Depois, o cruzeiro passará a realizar-se anualmente em datas similares, ainda que em operação aberta a todos os interessados, em número que continuará a ser limitado em função da capacidade de amarrações disponíveis nos portos e marinas no Caminho. As pré-reservas poderão ser efectuadas desde já, através do site do projecto.

Além disso, haverá mais demais viagens e experiências turísticas associadas ao Caminho Marítimo de Santiago, que serão da responsabilidade dos operadores marítimo-turísticos.

Como é que esta proposta será promovida em Portugal e no estrangeiro? E quais os mercados-alvo?

Os mercados-alvo prioritários serão os principais mercados emissores de turismo para Portugal (com ou sem linha de costa), os quais passam assim a dispor de um novo e diferenciado produto turístico, orientado tanto para os proprietários e tripulantes de embarcações, como para os que pretendem efectuar uma experiência náutica associada à temática de Santiago.

A promoção internacional, até agora focada em Espanha, está já em curso, com a sucessiva participação em feiras e certames turísticos por parte da Upstream/Try Portugal e do Fórum Oceano/Rede de Estações Náuticas. Estas acções vão intensificar-se e diversificar-se futuramente com a intervenção das entidades turísticas nacionais.
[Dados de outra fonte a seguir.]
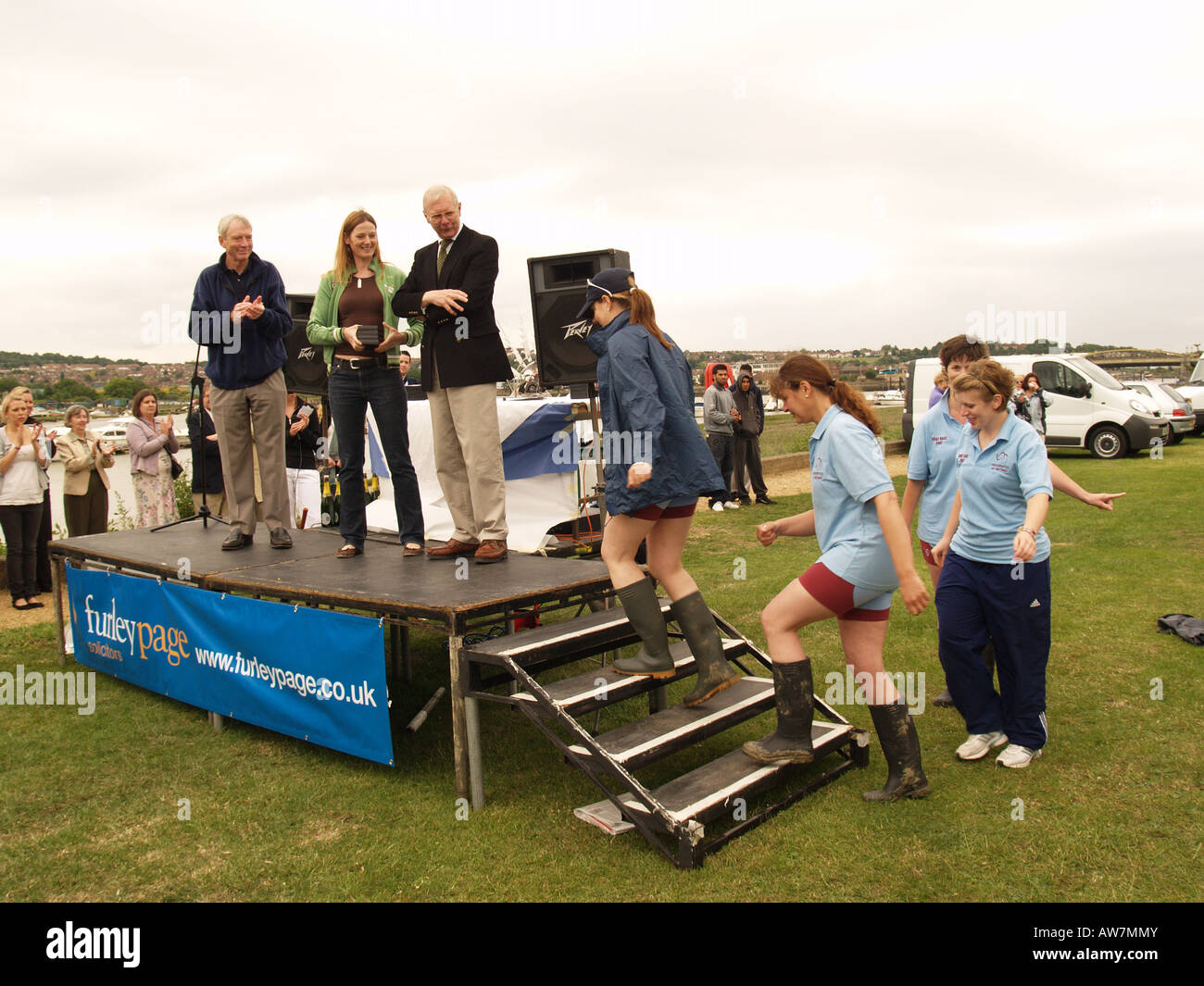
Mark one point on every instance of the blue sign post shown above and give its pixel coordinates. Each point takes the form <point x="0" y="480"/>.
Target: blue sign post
<point x="308" y="673"/>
Quanto vale o turismo religioso no País? E de que forma é que esta nova oferta irá impulsionar este segmento?

Esta é uma questão controversa, seja pela inexistência de estatísticas fiáveis, seja sobretudo pela indefinição entre o que deve ser considerado turismo religioso (ou turismo com destinos religiosos) ou turismo cultural de inspiração/temática religiosa. Os únicos dados eventualmente aproximados serão os que se referem às peregrinações ao Santuário de Fátima. Contudo, a maioria das pessoas que visita Fátima são residentes em Portugal, pelo que se estivermos a falar da contribuição do turismo externo, continuamos sem informação útil.

É comumente assumido no sector que o turismo religioso atrai entre 10 e 15% do total dos turistas que visitam Portugal, o que, em 2019, representaria algo entre os três e os 4,5 milhões de visitantes. Destes, 99% dirigem-se especificamente a Fátima e a outros polos de peregrinação marianos em datas e/ou eventos muito concretos (caso das Jornadas Mundiais da Juventude no próximo ano).

Mais relevante, porém, será conseguir avaliar, no futuro, quanto vale o turismo do Caminho de Santiago ou mesmo o Turismo de Caminhos. Esta sim, uma tendência que aponta para uma simbiose entre motivações complementares de um turista cada vez mais holístico, experiencial, ávido de conhecimento e de actividade e sem ortodoxias limitantes.